A booklet on HIV testing, produced by the Medical Foundation for AIDS and Sexual Health, challenges the commonly held assumption that pre-test counselling must be lengthy and should only be carried out by specially trained counsellors.
More testing may help to diagnose the many people with HIV who are unaware that they are infected, the guidance says.
The booklet has been released alongside the new UK National Guidelines for HIV Testing 2008 produced by the British Association for Sexual Health and HIV, the British HIV Association, and the British Infection Society.
“Over the past 25 years HIV has been seen as a condition that needs special skills when offering testing but this is not the case,” says Rachel Baggaley, author of the booklet. “We need to take away the mystique and recognise that HIV is an infection like any other.”
The booklet says that there is no need for special counselling skills beyond that required for normal clinical practice. It says the term “pre-test discussion” is more appropriate than “pre-test counselling,” which implies the need for in-depth counselling. With a well informed, reasonably low risk person the discussion may take just a minute or two. It says that “normalising” HIV testing will help to reduce stigma and increase uptake.
The move follows a letter sent out in 2007 by the United Kingdom’s four chief medical officers to all doctors, which set out good practice to improve the detection and diagnosis of HIV in non-HIV specialist settings and to remind doctors of the need to consider offering an HIV test where clinically indicated.
Lisa Power, head of policy at the Terence Higgins Trust, welcomed the booklet’s guidance, “We have long abandoned the need for intensive counselling. Any doctor or nurse should be able to give advice and offer a leaflet and a telephone number if the patient wants to talk further. It is not rocket science.” She added, “Doctors are often embarrassed to mention an HIV test, but they should stop being scared about it.”
It is estimated that more than 73 000 people in the United Kingdom have HIV, but almost a third of these are undiagnosed. A delayed diagnosis accounts for at least 35% of deaths related to HIV and increases the chances of onward transmission. Ian Williams, chairman of the British HIV Association, said, “HIV is a treatable condition, and late diagnosis is associated with increased mortality and morbidity.”
A recent audit carried out by the British HIV Association showed that in about 25% of cases diagnosis occurred too late for optimal treatment (www.bhiva.org/files/file1001379.ppt).
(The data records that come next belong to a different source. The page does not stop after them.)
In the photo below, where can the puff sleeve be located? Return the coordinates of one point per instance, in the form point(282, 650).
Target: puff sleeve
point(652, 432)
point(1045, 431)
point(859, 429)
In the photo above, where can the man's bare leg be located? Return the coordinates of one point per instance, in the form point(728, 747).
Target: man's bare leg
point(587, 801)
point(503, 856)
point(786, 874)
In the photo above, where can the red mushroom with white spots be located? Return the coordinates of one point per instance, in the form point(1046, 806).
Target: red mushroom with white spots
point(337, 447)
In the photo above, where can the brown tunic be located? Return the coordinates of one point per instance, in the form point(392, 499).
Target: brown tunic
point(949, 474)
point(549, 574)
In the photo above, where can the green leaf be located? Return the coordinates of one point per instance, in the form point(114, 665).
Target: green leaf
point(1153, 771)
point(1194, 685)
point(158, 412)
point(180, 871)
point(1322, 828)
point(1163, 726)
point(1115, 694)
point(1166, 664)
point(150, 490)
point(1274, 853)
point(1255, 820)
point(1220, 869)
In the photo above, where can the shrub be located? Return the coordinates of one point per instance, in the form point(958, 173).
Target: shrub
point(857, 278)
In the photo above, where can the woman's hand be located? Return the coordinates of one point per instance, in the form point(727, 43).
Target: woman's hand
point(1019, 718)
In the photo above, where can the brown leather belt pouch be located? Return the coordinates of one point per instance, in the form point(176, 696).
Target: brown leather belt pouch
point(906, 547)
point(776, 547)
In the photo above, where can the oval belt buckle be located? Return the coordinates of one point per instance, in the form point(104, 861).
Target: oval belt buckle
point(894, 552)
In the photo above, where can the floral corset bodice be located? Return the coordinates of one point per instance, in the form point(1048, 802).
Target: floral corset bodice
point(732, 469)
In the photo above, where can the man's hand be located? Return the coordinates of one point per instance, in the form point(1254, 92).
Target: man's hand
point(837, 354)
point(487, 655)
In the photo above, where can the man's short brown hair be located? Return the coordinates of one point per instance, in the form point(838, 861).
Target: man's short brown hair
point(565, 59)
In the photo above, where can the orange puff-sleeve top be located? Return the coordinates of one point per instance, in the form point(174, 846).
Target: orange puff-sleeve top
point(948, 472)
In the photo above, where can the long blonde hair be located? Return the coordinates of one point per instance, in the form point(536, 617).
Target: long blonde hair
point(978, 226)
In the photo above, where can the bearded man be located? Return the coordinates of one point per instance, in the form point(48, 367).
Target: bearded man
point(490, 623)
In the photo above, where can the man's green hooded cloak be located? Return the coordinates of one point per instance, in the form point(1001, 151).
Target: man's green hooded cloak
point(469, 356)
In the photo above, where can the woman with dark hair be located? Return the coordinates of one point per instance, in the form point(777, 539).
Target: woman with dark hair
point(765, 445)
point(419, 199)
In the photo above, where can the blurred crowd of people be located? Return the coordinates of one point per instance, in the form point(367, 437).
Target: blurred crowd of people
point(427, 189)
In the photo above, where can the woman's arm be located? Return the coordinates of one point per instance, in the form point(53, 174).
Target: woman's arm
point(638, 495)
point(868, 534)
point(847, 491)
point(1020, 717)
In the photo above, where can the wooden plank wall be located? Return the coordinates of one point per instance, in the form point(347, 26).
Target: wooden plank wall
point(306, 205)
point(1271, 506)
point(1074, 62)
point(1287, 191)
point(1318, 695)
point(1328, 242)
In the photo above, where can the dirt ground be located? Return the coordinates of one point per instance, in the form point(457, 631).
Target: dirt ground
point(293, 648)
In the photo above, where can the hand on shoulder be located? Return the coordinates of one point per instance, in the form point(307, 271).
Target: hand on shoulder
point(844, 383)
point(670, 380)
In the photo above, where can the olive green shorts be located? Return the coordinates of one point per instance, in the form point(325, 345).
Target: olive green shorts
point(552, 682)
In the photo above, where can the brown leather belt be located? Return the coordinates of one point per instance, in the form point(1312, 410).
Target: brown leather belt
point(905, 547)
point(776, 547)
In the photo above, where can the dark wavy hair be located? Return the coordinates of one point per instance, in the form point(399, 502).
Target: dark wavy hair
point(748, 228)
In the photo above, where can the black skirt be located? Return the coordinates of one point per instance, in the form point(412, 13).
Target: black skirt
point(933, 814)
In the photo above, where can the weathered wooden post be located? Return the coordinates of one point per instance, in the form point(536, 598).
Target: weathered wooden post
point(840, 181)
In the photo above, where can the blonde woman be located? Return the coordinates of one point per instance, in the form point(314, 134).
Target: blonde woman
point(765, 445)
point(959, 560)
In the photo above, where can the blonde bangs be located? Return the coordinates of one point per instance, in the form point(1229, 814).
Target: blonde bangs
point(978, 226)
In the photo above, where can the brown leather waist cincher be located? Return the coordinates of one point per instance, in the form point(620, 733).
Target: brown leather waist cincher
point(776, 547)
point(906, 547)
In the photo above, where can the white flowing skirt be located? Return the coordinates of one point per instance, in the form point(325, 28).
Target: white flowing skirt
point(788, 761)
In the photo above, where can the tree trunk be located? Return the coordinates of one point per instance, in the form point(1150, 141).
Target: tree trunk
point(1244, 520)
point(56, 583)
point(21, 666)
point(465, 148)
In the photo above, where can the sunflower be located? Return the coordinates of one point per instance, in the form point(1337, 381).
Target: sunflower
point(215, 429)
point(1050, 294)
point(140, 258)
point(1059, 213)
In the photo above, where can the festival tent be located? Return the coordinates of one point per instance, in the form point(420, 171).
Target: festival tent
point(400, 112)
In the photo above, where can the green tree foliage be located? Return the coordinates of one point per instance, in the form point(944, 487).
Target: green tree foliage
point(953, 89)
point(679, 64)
Late diagnosis is defined as having a CD4 cell count of less than 200.
If late diagnosis is defined as having a CD4 count of less than 350, which is the threshold currently recommended for starting antiretroviral therapy, this figure rises to 57%. “The majority of these individuals were already in the healthcare system, and a differential diagnosis of HIV had not even been considered,” added Ed Ong, an infectious disease consultant at Newcastle General Hospital and an author of the guidelines.
In the United States the Centers for Disease Control and Prevention have recommended that screening for HIV infection should be performed routinely for all patients aged 13-64 years in all healthcare settings.
Routine screening of the whole population is not recommended in the UK because the overall HIV prevalence is lower, at 0.1%. However, the guidelines recommend offering routine HIV testing to all patients in an area where diagnosed HIV prevalence in the local population exceeds 0.2%.
People with undiagnosed HIV may potentially be seen in any hospital outpatient clinic or ward, and offering HIV testing should be considered during any clinical contact. The guidelines set out where HIV testing should be made routine, such as sexual health clinics, antenatal services, termination of pregnancy services, and drug dependency programmes.
In addition testing should be offered to people who belong to a group at higher risk of HIV infection—such as anyone diagnosed with a sexually transmitted infection, all men who have sex with men, and all people from countries with high HIV prevalence.
Ms Power said, “Every patient with tuberculosis and hepatitis C should definitely be offered a HIV test, and this is still not happening. If a patient is HIV positive they are tested for tuberculosis and hepatitis C but not vice versa.”